Welcome to the Industrial IoT Spotlight, your number one spot for insight from industrial IoT thought leaders who are transforming businesses today with your host, Erik Walenza.
Erik: Welcome back to the industrial IoT spotlight. This is the first episode of our three part discussion with Drew Conway. Drew is the founder and CEO of Alluvium. He's also a very active guy that's involved in a number of other companies. So we'll discuss some of those more in detail. We'll focus first on going a bit into Drew's background, some of the other projects he's involved in, and then have a deeper look at Alluvium from a business perspective.
For the second part of the podcast, we will be diving more into the technology, both Alluvium’s technology, but also technology more generally. So looking at how they differentiate from other companies in the market. And then we'll end in the third part with some deep dives into specific case studies. Drew, thanks so much for taking the time to talk with us today.
Drew: Erik, it's great to be here. Thanks for having me.
Erik: So before we get into Alluvium, walk us through, maybe we can start back when you were advising the Mayor's Office of New York City on data analytics. How did you come into that role? And then what does that actually entail working with the city government?
Drew: So, maybe just to go a little bit before that just to get some context around it. When I came to New York City, I came as a graduate student.

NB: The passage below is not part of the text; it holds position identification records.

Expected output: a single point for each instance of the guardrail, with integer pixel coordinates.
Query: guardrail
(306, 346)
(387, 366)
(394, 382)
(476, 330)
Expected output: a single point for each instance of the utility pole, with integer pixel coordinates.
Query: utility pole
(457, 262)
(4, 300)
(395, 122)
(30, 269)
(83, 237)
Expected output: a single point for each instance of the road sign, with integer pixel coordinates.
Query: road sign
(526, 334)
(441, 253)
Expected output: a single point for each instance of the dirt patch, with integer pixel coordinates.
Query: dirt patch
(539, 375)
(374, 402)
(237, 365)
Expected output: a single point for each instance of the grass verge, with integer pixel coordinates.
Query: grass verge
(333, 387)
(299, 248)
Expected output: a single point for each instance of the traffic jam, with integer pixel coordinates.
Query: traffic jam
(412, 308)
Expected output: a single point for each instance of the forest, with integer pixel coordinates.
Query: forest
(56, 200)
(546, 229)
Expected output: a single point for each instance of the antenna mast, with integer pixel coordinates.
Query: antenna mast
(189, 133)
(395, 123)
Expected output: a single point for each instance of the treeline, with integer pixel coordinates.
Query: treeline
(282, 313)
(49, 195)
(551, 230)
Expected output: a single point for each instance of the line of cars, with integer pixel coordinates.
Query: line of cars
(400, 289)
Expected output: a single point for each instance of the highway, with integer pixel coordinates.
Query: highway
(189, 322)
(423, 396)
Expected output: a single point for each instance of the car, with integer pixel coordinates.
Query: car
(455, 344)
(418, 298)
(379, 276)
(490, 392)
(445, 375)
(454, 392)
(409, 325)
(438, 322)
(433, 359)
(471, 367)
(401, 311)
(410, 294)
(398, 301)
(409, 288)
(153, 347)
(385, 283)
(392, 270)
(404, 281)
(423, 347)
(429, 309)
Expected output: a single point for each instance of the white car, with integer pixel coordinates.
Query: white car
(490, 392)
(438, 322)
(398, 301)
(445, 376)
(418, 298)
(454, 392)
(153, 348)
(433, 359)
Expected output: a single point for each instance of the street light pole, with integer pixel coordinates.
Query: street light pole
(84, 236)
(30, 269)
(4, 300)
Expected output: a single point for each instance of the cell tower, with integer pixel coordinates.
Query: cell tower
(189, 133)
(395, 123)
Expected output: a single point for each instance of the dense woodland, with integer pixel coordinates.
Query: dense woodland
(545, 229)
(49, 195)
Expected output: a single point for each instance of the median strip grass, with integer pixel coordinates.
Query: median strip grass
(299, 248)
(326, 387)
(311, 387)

I was doing my PhD at NYU. And when I got there, just by luck of timing, and force a will manage to meet and interact with a bunch of really interesting and ambitious folks in New York who are doing early data science work. I mean, data science as a discipline is still relatively new. But certainly in the early to mid-2000s, I would say that it was a nascent discipline in practice that folks were still trying to figure out what it was.
And one of the things that I became really interested in and ultimately was able to do some organizing around was how do we get folks from the data science community to interact with the social and public sectors? So I'd actually started an organization called Data Kind, but along the way met a bunch of really interesting people who were doing work broadly within the social and public sectors. And I'd actually done an event in New York, which was called Data Gotham, where we really wanted to just showcase all the interesting work that people in New York City were doing around data. And I was really eager to find someone from the New York City government, who could come talk about what New York City was actually doing with respect to their data.

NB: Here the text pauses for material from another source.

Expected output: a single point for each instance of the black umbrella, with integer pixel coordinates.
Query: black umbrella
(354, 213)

And so I met a gentleman named Mike Flowers. And Mike Flowers was the very first Chief Data Officer for the City of New York. And he actually started the Mayor's Office of Data Analytics in New York City. And so actually, I had originally met him through the organization of the first Data Gotham conference where Mike was one of our keynote speakers. And he and I managed to continue a really good relationship. Because I was particularly interested in the work that he was doing, ultimately, he asked me if I'd be willing to come and help him and his team think through some of the more deeply technical work that they were doing, and I was happy to do it. So in around 2012 2013, I started volunteering and spending few hours a week with the team going over some of the work and then had a chance to be involved with some really interesting projects there.

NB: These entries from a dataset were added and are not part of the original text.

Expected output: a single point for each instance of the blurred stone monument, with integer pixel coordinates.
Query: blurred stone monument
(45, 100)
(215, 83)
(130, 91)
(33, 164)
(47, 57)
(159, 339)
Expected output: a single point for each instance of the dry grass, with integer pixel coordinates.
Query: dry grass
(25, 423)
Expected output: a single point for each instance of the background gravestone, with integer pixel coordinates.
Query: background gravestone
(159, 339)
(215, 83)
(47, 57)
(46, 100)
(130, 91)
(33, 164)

Erik: So what type of projects were they doing back then in 2012-13?
Drew: One of the projects that I really didn't have much involvement in, but what really put them on the map was a project that they did with the fire department in New York. So the interesting story here is that the city of New York, like all big, large cities has a resource allocation problem when it comes to building inspection. So the fire department in New York is charged with going around and looking for any safety or fire code violations that may exist in different buildings.
And the way that that's typically done is you get a list of buildings that you are going to go look at. That list goes out to the various fire houses and precincts and then their inspectors go out and they go see if there's anything going on that needs to be fixed. And then if they find something, they issue a document stating that these things need to be fixed. Then the unfortunate thing about that is it tends to be somewhat inefficient. So these documents come in or these requests for inspection come in, and they're not ordered in any particular way. And so the inspectors will go out, and they will typically have a pretty low hit rate in terms of where they would find issues.
So Mike Flowers and his team after a particularly tragic incident where firefighters went into a fire in a building that had a bunch of safety code violations, and some firefighters got hurt and some lost their lives, they said, this needs to change. We need to know exactly what's going on in these buildings. And we need to get much better at finding where these violations are.
And so what Mike and his team did is say, well, the city of New York actually knows a ton about what happens in their buildings and can actually build a model that may be able to assess the particular risk of a given building for having some fire code violations. So rather than say, okay, we'll just take a list of buildings and go out into the city and try to find where problems are, let's order that list based on the likelihood that any given building may have an issue.
So they went on, effectively, this mission to try to go collect and organize as much of the city's data that might be relevant to this question. So obviously, they had the fire departments data they could use past inspections and they had the Department of Buildings data, which had a similar kind of cross section of buildings. But there's a bunch of other data that might not be sort of intuitively relevant but actually tells you a lot about the likelihood that a building might have an issue.
So for example, you have the Department of Taxation data. So you know if a building has a lien on it and it turns out if that is the case, it drastically increases the likelihood that there may be an issue there. You also have the Department of Sanitation data, so how much garbage is collected for any given building. And if a particular building has a garbage collection violation, which would mean that it was producing more garbage or having more waste coming out of the building, well, that too might be an indication of a violation because it might mean that there's more people in that building than they're supposed to be.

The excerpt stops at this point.